İrlanda ekonomisinin çarklarının güçle döndüğü günlerde takılmış bir lakap olan Kelt Kaplanı çok geride kalmıştır. Küresel Finansal Krizin beraberinde getirdiği emlak balonu İrlanda Cumhuriyetinin bankacılık sektörünün neredeyse tamamen dağılmasına yol açacak kadar büyük bir etki yaratmıştı. Neticede hükümet finans sektörünü toparlayabilmek için gerekli adımları atmak zorunda kalsa da bu durum ülkenin borçlanma maliyetlerinin dayanılamayacak bir şekilde artışına yol açmıştı. Avrupa Topluluğu, Uluslararası Para Fonu ve İngiltere hükümetinden yardım talep eden İrlanda, 2010 yılında 85 milyar Euro yardım almıştı.
Bugün %13 işsizlik oranına sahip olan ülkede yapılan araştırmalar mortgage sahiplerinin %17’sinin yükümlülüklerini yerine getirmekte zorlandığını ortaya koymaktadır. Bütün bunlara rağmen, İrlanda resesyondan artık çıkabilmiştir. İkinci çeyreğe ait rakamlar ülke ekonomisinin %0.4 oranında büyüdüğünü işaret etmektedir. Bu veriler analizcilerin tahminlerinin neredeyse yarısı kadar olsa bile neticede ibre genişlemeyi göstermektedir. Hükümet 2013 yılı sonunda gerçekleşecek büyümenin %1.3 oranında olacağını tahmin etmektedir.

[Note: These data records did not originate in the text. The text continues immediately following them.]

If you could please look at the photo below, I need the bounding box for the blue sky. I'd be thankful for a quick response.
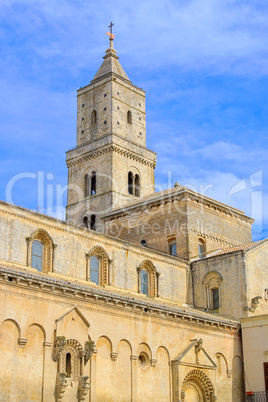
[0,0,268,240]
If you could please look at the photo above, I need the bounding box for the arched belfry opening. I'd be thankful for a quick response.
[90,214,96,230]
[66,353,72,377]
[128,172,134,195]
[134,174,140,197]
[91,110,97,124]
[66,41,156,232]
[127,110,132,124]
[90,171,97,195]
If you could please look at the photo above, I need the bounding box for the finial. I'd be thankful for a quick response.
[106,22,115,41]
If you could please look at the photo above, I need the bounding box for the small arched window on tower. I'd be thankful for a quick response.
[90,172,97,195]
[140,269,149,297]
[128,172,134,195]
[90,214,96,230]
[127,110,132,124]
[203,271,222,310]
[134,174,140,197]
[32,240,43,272]
[83,216,88,228]
[91,110,97,124]
[84,174,89,197]
[137,260,159,297]
[66,353,72,378]
[90,255,100,285]
[198,239,206,258]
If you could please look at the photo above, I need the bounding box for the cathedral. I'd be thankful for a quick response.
[0,36,268,402]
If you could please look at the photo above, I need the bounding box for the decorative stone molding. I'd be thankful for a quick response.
[66,145,156,169]
[130,355,138,360]
[0,266,240,328]
[195,339,203,364]
[56,373,67,402]
[18,338,28,348]
[110,352,118,362]
[78,376,90,401]
[52,336,67,362]
[86,246,109,285]
[85,341,96,364]
[150,359,157,367]
[137,260,157,297]
[181,369,217,402]
[26,229,57,272]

İkinci çeyrekte ihracat rakamları %4.3 oranında artış göstermiştir fakat tüketici harcamalarındaki belli belirsiz artış (%0.7) bu yöndeki zayıflığın sürdüğünü işaret etmektedir. Yerel pazar tüm ekonomilerin kilit noktasını teşkil etmektedir, ancak yüksek işsizlik oranı ve belirsizlik ortamı tüketicilerin paralarını harcama konusunda daha ihtiyatlı davranmalarına sebep olmaktadır.
Konut sektörünün dip yaptıktan sonra toparlanmaya başladığına dair işaretler bulunmaktadır, en azından Dublin’in bazı bölgelerinde. Konut sektörü endeksi geçen sene %4.5 düşüş göstermiştir ki bu rakam 2008 yılından bu yana görülen en yavaş gerilemeyi ifade etmektedir. Geçen sene içerisinde %12 oranına kadar artış yaşayan piyasa seneyi %17 geride noktalamıştı. Öte yandan, büyümenin tam gaz devam ettiği 1996 ve 2006 yılları içerisinde konut fiyatlarında haddinden fazla artış yaşanmış olduğu da unutulmamalıdır.